Bu
gün başka bir konu işleyecek, kaleme aldığım makalemin başlığını da Düşünmek Bedava koyacaktım.
Akşam
KRT TV’de Hulki Cevizoğlu’nun hazırlayıp
sunduğu “Akıl Çelen’i” izlerken “Suudi Arabistan'da 4 bin kişilik
iskambil turnuvası” düzenlendiğini duyunca; fikir değiştirdim.
Makale değişti! Başlık, Düşünmek Bedava Turnuva Paralı oldu.
Yakışmış mı?
Durun hele
hemen yakışmış ya da yakışmamış demeden, önce yazıyı birlikte okuyalım.
Sonra yakışmış,
yakışmamış demek için; hem vatimiz çok, hemde özgürlüğümüz var!
Suudi Arabistan’da
yaşanan haberi, baştan sonra yazıp canınızı sıkmak istemeyeceğimi kalemimi
takip edenler bilir.
Yazarken, paylaşırken
amacım hiçbir zaman bağcıyı dövmek olmadı. Her zaman en çok
üzüm yemeyi ön planda tutarım.
Yazmaktaki hedefim,
karanlığa renkli bir num yakmak ve taa uzaklara işaret vermektir.

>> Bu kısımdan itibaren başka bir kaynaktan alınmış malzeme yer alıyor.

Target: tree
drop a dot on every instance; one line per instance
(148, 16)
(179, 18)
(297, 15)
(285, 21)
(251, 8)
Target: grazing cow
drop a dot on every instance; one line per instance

İsteriz ki, yolunu kaybeden, pusulasız yol arayan,
limanı bulamayan ışığımıza gelsin.
Unutmadan söyleyeyim.
Yüzeysel bahsettiğim,
uzun uazdıya, detaya girip yazmadığım “İskambil Turnuva”haberi; basında,
düzelteyim özgür basında manşet!
Biliyorum özgür
olmayan basında mı var diye gülümsüyorsunuz…
Temel’de “Gülmek Bedava” demişti…
Lafı çok
uzatmadan, sadede gelmenin tam da vakti.
Biz önce kendimize dönelim, yaklaşık 1 asır geriye
gidelim; ve Mustafa Kemal Atatürk’ün cumhuriyeti kurduğu yıllarda, yaptığı devrimlere kısaca bi göz atalım.
- Siyasi alanda gerçekleşen devrimler…
- Toplumsal
ve Sosyal alanda yapılan devrimler…
- Eğitim ve
kültür alanındaki devrimler...
- Ekonomi
alanındaki devrimler…
- Hukuk
alanında yapılan yenilikler.
Ve bu madde
madde yazdığım yenilikler de, kendi içinde madde madde sıralanmış,
detaylandırılmış.
Mesela;
siyasi alanda yapılan yenikliklerin başında, saltanatın kaldırılması,
Ankara’nın başkent yapılması, Cumhuriyetin İlanı, ilk sırada yer alırken;
akabinde halifeliğin kaldırılması, kadınlara siyasi haklarının verilmesi zaman
kaybetmeden kendine yer bulmuş..
Her başlık
içindeki detayları da yazarsam, size araştırmak için fırsat bırakmamış olurum.
Onun için
diğerlerini yazmak yerine okuyucunun keyfiyetine bırakıyorum.
Hatırlarsanız, Suudi Arabistan Veliaht
Prensi Muhammed bin Selman, Amerika ziyaretinde Ilımlı İslam'a yönelmek için, Orta
Doğu'yu yeni bir Avrupa yapacaklarını söylemişti.
Görünen
o ki Avrupalılaşma adına atılan ilk önemli adım :Riyad'da düzenlenen ve 4000
kişinin yarıştığı iskambil şampiyonası
olarak tarihi kayıtlara girmiş görünüyor.
Demek
ki , Orta Doğu'nun yeni bir Avrupa olmasının yolu toplu, ödüllü kumardan
geçiyormuş.
Sizi
bilmem emme, ben bir yaşıma daha girdim.
Haaa
birde kumar oynuyanların arasında; Kabe İmamı’da varmış! Olmasaydı,
zannedersem islam alemi ;UFO görmüş astranot kadar çok
şaşırırdı.
Hatırlarmısınız?
Birkaç
hafta önce, “Gerçek Kur’an Kâinat Mı?” başlığıyla bir yazı kaleme almış; aydınlığa açılan kapıya giden yolun; akıl etmekten geçtiğini, ifade etmeye çalışmıştım.
Görüyorum ki islam
coğrafyası akıl etmekten, düşünmekten, felsefe yapmaktan çok uzak.
Aydınlanmak için, kibrit çakmak, mum yakmak
yerine karanlıkta kürek çekmeyi, daha çok seviyor ya da işine öyle geliyor.
Ne diyelim ?
En iyisi “Kurt
dumanlı havayı sever” Atasözüyle yazıyı uzatmadan bitirelim. Bitirelim ki aydın
havası olsun. Ne kebap ne şiş yansın.